Pour accéder à l'épreuve écrite, le candidat au statut de DPO devra nécessairement justifier d'une expérience professionnelle de 2 ans minimum dans des projets, activités ou tâches liés à des missions de DPO ou bien de n'importe quelle autre activité professionnelle (2 ans ou plus) complétée par une formation d'au moins 35 heures en protection des données personnelles. A noter que cette certification n'est pas obligatoire pour exercer les fonctions de DPO. « Il s’agit d’un mécanisme volontaire permettant aux personnes physiques de justifier qu’elles répondent aux exigences de compétences et de savoir-faire du DPO prévues par le règlement », précise la CNIL.

La CNIL précise qu’elle ne va pas délivrer elle-même de certification DPO. Ce sont les organismes certificateurs, lorsqu’ils auront été agréés par la CNIL, qui délivreront la certification aux personnes remplissant les conditions préalables et ayant réussi l’épreuve écrite. La certification ne sera donc possible que lorsque les premiers agréments auront été délivrés par la CNIL aux organismes certificateurs. Les personnes intéressées par cette certification pourront alors se rapprocher de ces organismes en vue d’être certifiées.


L’agrément des organismes certificateurs par la CNIL

Les organismes certificateurs qui souhaitent délivrer une certification de compétences sur la base du référentiel d’agrément de la CNIL peuvent déposer une demande d’agrément auprès de la CNIL. La demande devra respecter les exigences prévues dans le référentiel d’agrément.

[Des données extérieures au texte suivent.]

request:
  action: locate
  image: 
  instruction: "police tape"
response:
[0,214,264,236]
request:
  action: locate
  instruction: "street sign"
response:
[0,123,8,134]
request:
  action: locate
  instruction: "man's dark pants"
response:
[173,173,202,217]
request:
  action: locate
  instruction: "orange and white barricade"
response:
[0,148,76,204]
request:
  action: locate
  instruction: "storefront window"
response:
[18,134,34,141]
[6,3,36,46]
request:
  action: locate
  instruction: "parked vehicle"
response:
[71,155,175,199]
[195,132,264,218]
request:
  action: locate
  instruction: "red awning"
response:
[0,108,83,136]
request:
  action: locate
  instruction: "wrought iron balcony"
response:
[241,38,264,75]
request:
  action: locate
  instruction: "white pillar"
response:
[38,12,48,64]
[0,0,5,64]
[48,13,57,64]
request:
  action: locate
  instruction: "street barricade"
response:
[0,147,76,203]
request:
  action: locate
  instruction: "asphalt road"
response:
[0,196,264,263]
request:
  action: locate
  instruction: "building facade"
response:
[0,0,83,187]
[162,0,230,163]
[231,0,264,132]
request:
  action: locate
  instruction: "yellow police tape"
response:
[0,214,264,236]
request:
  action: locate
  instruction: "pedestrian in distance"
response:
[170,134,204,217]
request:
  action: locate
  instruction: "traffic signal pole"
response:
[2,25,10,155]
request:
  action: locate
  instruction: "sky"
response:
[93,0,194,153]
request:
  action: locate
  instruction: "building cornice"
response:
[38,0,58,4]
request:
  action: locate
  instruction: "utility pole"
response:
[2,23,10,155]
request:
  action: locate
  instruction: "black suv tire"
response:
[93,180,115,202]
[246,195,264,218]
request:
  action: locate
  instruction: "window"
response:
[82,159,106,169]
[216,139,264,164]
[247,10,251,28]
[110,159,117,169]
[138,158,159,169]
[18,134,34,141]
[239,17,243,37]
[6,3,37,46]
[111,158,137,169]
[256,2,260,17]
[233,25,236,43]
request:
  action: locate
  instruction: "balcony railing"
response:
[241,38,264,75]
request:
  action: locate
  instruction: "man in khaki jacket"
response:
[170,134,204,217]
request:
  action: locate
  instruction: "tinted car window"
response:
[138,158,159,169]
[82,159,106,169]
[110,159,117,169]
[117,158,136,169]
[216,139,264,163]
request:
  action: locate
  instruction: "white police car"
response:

Dans l’attente de l’élaboration d’un programme d’accréditation spécifique portant sur la certification de DPO avec le COFRAC, les organismes certificateurs candidats à l’agrément de la CNIL doivent être agréés par un organisme d’accréditation au regard de la norme ISO/CEI 17024:2012 (Évaluation de la conformité – Exigences générales pour les organismes de certification procédant à la certification de personnes) dans un domaine existant.

Le fonctionnement de ce dispositif fera l’objet, au plus tard dans un délai de deux ans à compter de son entrée en vigueur, d’une évaluation en vue d’adapter, le cas échéant, les exigences des référentiels. Les éventuelles modifications du référentiel d’agrément ou du référentiel de certification seront sans incidence sur les certifications ou les agréments qui auront déjà été délivrés.

Ces référentiels pourront être partagés avec les autres autorités de protection européennes au sein du CEPD (Comité européen de la protection des données).

L’agrément de la CNIL n’est obligatoire que pour les organismes qui souhaitent délivrer une certification DPO sur la base du référentiel élaboré par la CNIL. Cela signifie que tout organisme peut néanmoins certifier des DPO sur la base de son propre référentiel de certification, non approuvé par la CNIL, comme c’est déjà le cas aujourd’hui.